Project Euler Problem 626

Solution

Answer: 695577663

Let the group $G$ act on $n\times n$ binary matrices by:

permuting rows,
permuting columns,
flipping rows,
flipping columns.

Then $c(n)$ is exactly the number of orbits of this action, so we use Burnside’s Lemma.

For a fixed pair of permutations $(\sigma,\tau)$, with row-cycle lengths $a_i$ and column-cycle lengths $b_j$:

the induced action on matrix entries splits into

$$K=\sum_{i,j}\gcd(a_i,b_j)$$

cycles,

and the row/column flip variables contribute a system of linear equations over $\mathbb F_2$.
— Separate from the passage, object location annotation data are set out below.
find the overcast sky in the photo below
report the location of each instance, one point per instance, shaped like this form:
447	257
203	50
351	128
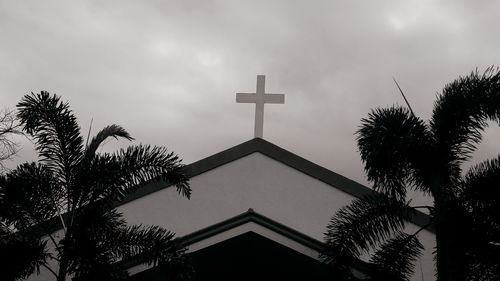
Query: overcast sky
168	71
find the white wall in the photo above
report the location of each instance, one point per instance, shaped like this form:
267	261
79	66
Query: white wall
256	181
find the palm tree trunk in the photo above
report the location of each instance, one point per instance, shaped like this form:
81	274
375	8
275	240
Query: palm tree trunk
63	268
447	255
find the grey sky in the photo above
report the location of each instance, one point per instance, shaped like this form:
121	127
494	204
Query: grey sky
168	71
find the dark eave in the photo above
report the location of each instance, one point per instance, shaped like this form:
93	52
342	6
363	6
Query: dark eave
252	216
279	154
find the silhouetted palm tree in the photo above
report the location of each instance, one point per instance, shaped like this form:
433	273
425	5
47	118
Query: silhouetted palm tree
76	188
400	152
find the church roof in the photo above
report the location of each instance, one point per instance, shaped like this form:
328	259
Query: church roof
279	154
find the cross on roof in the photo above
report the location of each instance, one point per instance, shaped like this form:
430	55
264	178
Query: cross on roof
259	98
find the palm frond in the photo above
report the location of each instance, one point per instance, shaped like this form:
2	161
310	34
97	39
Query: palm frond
20	256
55	129
137	166
395	260
480	189
29	196
479	202
111	131
460	115
394	146
364	224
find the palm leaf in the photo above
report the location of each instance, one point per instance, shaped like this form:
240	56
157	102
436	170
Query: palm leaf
20	256
460	115
112	131
395	260
56	132
364	224
137	166
395	145
29	196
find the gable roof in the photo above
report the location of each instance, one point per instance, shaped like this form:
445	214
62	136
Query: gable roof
279	154
250	216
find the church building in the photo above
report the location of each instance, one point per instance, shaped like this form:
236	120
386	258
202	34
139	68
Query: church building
257	212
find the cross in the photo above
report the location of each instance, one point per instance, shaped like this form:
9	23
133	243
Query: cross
259	98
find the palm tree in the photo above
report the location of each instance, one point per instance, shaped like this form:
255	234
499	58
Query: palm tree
400	152
71	192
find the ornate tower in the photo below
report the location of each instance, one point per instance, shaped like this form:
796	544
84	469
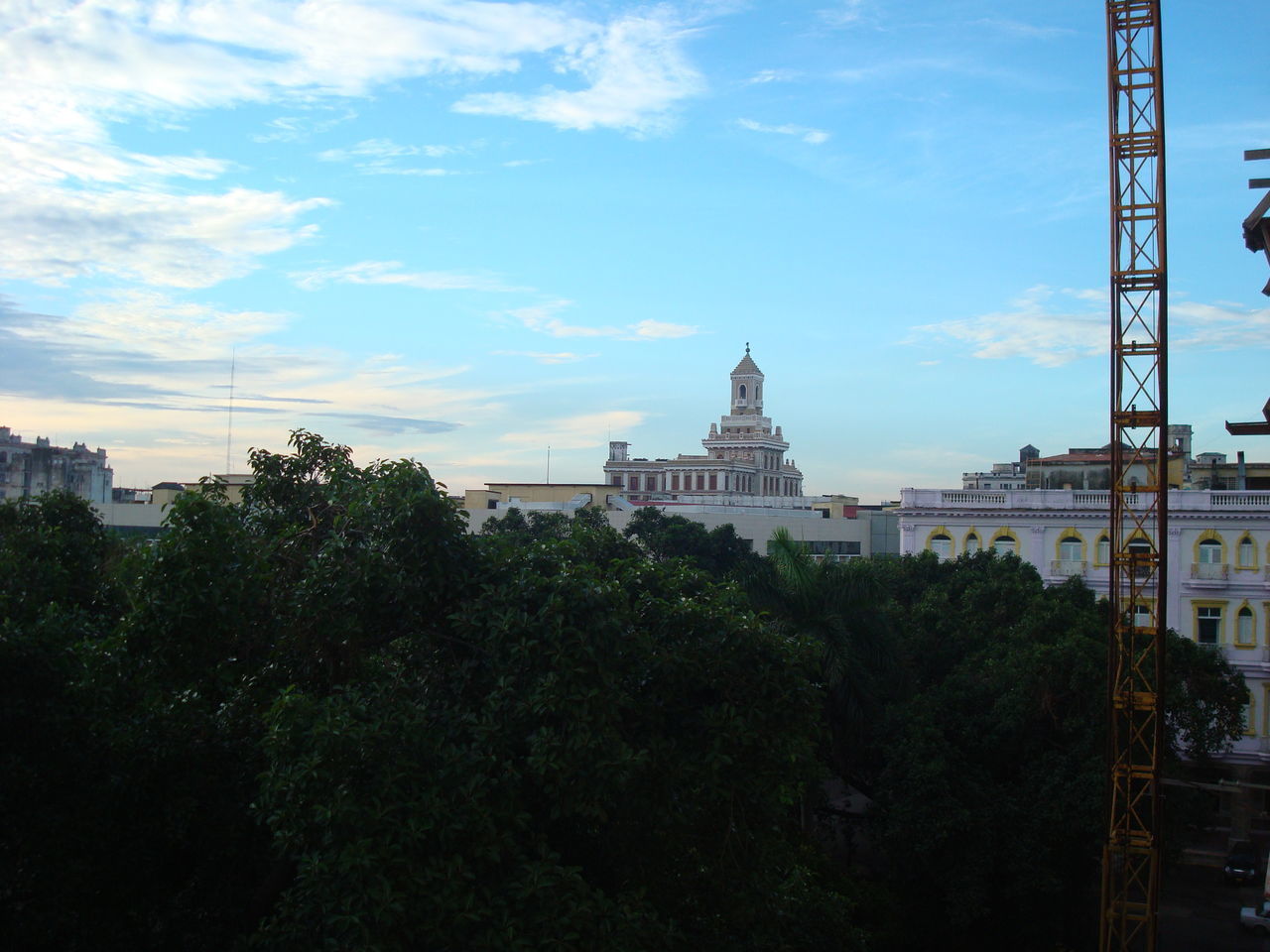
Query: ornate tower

If $d$ is the dimension of the solution space of those parity constraints, then the number of matrices fixed by the corresponding group element is

$$2^{K}\cdot 2^{,2n-m_r-m_c+d},$$

where $m_r,m_c$ are the numbers of row/column cycles.

Summing over all conjugacy classes (i.e. partitions of $n$) gives:

$$c(n)=\frac1{2^{2n}(n!)^2} \sum_{\lambda,\mu} \frac{(n!)^2}{z_\lambda z_\mu} \cdot 2^{K(\lambda,\mu)} \cdot 2^{,2n-m_\lambda-m_\mu+d(\lambda,\mu)}.$$

Implementing this computation in Python reproduces the given checks:

$c(3)=3$
$c(5)=39$
$c(8)=656108$

and for $n=20$ yields

$$c(20)\equiv 695577663 \pmod{1001001011}.$$

Answer: 695577663